Complexity, Re-use, and Linking Data
Continuing the core theme of balancing complexity with usability, I also wanted to give our students an introduction to Linked Open Data, not from the super-technical publishing point of view, but from the researcher point of view.
In this exercise based on an earlier workshop I’ve given called “Linked Open Data for Art Historians: Who Cares?”, I aimed to get researchers thinking about what parts of Linked Open data they really need to spend time caring about. Individual researchers don’t need to actually produce LOD - they don’t have a big enough user-base for their data to justify it; and even if they did, they definitely don’t have access to the resources for continued live data publishing.
But I do emphasize the importance of reconciliation: connecting entities in their data like people, places, objects, or concepts that might be referenced in other people’s or institutions’ datasets. You may not be producing live linked data on the web, but you can publish a CSV in your institutional repository with canonical IDs from LoC, Getty, VIAF, Wikidata, and more.

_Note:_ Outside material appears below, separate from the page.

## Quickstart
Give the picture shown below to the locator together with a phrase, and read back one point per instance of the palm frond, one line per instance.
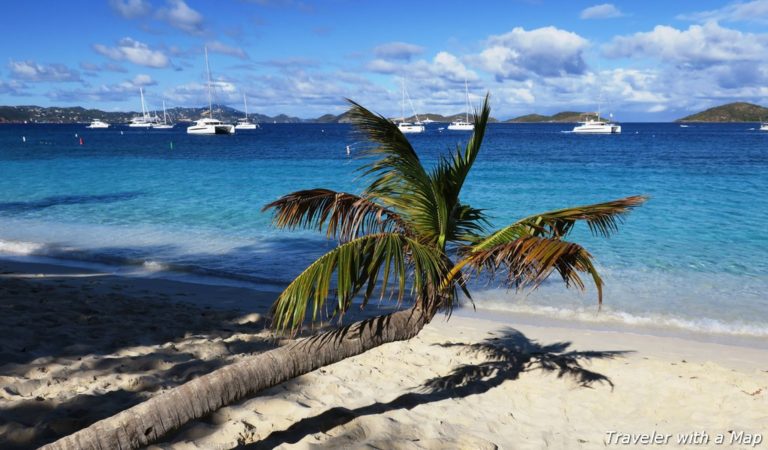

In addition to helping with data cleaning, OpenRefine has a pretty good user interface for reconciling columns in your data to controlled authorities. This lesson shows how to use it with the Getty’s varied vocabularies. Almost no researcher will find a vocabulary that has identities for ALL the people or concepts they wish to reference, but the point is not to replace your local identifer system. Rather, it’s to augment your data so that others can much more easily integrate it with their own information, and so that you don’t have to take on data entry and encoding tasks that have already been done by the community.
Other crucial reads
I hadn’t yet decided how these might fit into the practical workshops, but these are some other core readings and presentations that grapple with creating data representations of our sources and objects of study:
Miriam Posner’s 2015 talk “What’s Next: The Radical, Unrealized Potential of Digital Humanities”
This keynote at Keystone DH is still a keystone (🤣) in my intellectual makeup. I particularly appreciate the call for data structures that give different answers based on the context of the observer/inquirer. It was enough to make me run my own thought experiment about it in response and it was important for me to make clear to students that such a database is entirely possible, but comes with the tradeoffs of much greater complexity, and far, far more labor in data entry and software-building.
Alison Langmead and David Newbury. “Pointers and Proxies: Thoughts on the Computational Modeling of the Phenomenal World,” in The Routledge Companion to Digital Humanities and Art History, edited by Kathryn Brown, 358–73. New York: Routledge, 2020.
This is hot off the presses and a great distillation of differences in data traditionally used in heritage collections data versus the data that researchers might wish to have for historical insight or inference.
This one is on the more advanced end, and aimed at information science professionals, but I wanted to give my students some impression of what these data construction conversations look like from the perspective of collecting institutions that are responsible for publishing and managing data about their collections, and the systems engineers and software programmers that think about much larger universes of data than we do in our single projects.